The harsh reality is many companies still don't track social media conversations to the level they should. Before getting caught flatfooted again, here are three essential social media practices that will leverage your customers’ knowledge of you to help you engage with them more effectively while not busting your marketing budget:
1. Listen. Monitoring tools are in abundance and, best of all, still free. HootSuite is one of the most popular platforms for managing and monitoring Twitter, and it can be customized to pull in conversations using keywords as well as specific regions. Social Mention is another free tool that can provide a valuable snapshot of the current social landscape. It's also OK to ask your existing community for more information or feedback.

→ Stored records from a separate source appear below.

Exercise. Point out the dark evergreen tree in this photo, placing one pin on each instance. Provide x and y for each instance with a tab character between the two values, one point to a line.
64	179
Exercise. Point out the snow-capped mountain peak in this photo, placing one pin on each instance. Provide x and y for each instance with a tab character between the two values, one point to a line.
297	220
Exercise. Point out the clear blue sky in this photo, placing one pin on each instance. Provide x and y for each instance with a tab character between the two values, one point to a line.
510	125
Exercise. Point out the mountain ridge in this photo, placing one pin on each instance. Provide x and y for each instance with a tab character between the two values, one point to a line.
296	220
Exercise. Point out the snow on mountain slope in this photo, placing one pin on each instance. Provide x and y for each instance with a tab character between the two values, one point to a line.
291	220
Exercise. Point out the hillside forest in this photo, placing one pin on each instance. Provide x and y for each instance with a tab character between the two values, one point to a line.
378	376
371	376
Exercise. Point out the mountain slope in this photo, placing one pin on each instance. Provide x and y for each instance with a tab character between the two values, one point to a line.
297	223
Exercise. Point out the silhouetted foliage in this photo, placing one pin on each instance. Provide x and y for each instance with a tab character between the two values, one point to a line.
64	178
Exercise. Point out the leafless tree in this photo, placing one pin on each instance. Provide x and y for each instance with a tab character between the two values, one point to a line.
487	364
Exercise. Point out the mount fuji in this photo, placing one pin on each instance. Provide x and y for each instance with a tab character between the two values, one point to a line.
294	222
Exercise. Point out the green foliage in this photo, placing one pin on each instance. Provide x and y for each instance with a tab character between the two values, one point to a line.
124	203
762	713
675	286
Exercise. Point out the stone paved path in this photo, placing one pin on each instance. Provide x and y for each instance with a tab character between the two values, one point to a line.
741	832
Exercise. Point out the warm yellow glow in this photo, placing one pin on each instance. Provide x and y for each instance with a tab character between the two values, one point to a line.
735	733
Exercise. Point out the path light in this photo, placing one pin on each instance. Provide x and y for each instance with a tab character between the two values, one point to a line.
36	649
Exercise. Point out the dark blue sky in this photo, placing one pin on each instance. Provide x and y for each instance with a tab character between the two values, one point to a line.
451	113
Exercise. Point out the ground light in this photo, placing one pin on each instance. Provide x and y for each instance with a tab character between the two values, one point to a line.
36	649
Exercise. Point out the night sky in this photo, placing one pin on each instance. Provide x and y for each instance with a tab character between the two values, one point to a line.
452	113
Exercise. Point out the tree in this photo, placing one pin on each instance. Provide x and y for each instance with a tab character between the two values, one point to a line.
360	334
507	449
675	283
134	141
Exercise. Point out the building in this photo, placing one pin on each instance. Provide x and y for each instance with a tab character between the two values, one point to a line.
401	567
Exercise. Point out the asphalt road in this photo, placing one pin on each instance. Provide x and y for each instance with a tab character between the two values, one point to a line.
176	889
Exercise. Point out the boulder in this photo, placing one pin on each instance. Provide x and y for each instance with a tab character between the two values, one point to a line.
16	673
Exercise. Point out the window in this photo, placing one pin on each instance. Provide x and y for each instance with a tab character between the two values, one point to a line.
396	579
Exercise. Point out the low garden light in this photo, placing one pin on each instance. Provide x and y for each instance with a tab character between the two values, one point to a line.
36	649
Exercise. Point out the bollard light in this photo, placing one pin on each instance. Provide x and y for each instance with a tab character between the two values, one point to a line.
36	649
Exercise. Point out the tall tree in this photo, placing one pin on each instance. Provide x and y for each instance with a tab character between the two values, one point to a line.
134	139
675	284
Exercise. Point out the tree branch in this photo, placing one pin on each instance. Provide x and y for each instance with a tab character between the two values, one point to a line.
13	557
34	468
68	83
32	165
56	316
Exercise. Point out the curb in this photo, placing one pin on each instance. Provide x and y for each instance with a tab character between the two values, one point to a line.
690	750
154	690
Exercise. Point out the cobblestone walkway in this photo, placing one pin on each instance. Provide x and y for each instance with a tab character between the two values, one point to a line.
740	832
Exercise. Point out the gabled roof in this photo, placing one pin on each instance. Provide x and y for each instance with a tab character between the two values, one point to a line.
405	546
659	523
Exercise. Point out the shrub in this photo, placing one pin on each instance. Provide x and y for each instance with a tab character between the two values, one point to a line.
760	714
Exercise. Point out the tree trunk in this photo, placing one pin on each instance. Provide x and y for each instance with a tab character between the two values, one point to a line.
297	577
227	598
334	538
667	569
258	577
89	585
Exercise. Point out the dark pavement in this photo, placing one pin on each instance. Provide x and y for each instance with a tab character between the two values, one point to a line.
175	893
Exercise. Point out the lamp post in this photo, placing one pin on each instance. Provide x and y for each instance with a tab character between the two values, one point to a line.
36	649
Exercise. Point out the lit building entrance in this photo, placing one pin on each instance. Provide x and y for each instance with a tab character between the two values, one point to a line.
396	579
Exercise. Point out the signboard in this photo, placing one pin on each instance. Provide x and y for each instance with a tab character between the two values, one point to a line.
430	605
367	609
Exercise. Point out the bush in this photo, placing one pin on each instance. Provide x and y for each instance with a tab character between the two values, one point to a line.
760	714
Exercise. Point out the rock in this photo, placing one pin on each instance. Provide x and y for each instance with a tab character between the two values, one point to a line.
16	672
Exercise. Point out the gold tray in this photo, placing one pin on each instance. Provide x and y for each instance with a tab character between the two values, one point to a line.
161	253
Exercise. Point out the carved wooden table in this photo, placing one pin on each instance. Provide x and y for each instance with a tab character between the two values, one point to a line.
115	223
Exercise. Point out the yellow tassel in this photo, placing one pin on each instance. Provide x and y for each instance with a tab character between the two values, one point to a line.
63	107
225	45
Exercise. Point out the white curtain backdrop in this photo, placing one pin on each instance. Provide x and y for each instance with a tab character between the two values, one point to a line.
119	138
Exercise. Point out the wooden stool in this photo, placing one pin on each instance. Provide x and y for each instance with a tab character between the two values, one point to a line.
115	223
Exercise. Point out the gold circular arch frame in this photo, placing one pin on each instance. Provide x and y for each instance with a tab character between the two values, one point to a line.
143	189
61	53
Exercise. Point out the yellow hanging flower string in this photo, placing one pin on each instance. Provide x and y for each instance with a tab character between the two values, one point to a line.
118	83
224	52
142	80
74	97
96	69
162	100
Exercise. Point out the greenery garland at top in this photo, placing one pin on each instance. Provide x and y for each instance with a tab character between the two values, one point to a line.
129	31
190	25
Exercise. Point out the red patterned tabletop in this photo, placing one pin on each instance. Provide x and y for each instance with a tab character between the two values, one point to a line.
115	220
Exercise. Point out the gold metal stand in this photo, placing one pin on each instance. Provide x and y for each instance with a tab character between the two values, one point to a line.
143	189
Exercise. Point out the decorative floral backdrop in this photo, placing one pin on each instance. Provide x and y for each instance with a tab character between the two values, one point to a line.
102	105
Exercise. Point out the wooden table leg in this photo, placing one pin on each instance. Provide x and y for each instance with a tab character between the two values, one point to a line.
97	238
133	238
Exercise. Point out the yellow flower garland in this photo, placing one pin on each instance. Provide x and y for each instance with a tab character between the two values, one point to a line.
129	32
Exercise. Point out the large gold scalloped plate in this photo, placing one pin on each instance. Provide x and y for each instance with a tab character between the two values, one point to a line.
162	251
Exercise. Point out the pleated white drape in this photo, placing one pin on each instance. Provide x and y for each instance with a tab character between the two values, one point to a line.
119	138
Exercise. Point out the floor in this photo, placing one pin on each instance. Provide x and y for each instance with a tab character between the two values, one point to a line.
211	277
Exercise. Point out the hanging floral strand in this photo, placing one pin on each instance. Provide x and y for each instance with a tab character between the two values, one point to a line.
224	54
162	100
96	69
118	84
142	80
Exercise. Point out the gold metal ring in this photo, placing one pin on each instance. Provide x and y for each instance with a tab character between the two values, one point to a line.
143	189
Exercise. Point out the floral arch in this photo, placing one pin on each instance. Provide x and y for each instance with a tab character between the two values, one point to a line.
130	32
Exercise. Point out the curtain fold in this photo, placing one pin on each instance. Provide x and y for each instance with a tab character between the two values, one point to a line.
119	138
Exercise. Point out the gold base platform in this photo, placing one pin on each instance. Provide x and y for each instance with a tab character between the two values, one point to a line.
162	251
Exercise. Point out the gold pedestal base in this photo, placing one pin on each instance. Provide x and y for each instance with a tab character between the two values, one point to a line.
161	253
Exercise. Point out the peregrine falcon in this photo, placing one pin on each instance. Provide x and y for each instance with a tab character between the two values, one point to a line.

2. Build rapport. While it may not be prudent to respond to every comment, it's essential to gain the trust and confidence of today's social consumer. Consistent, supportive and helpful information will ensure three things from your customers:
- they'll appreciate your response, which builds loyalty and word-of-mouth;
- they'll be more likely to support you through a mistake; and
- they'll act as an extension of your customer service team, coming to your aid if you've been unjustly attacked in the social media realm.
3. Empower. Take the realization that customers control your brand one step further: Give them the tools and tactics necessary to create their own stories about your brand. Granted there may be the occasional "rogue" player, but they'll quickly be silenced by the many other followers who have become increasingly endeared to you. They'll take it upon themselves to champion your cause in a way they feel is most effective.
There's an important point to note here — none of these tactics will repair a company's product or service that fails to meet expectations. In other words, good engagement with customers will not "shine a sneaker." However, a beneficial social media relationship with customers can pay great dividends, especially when it comes to long-term relationship building.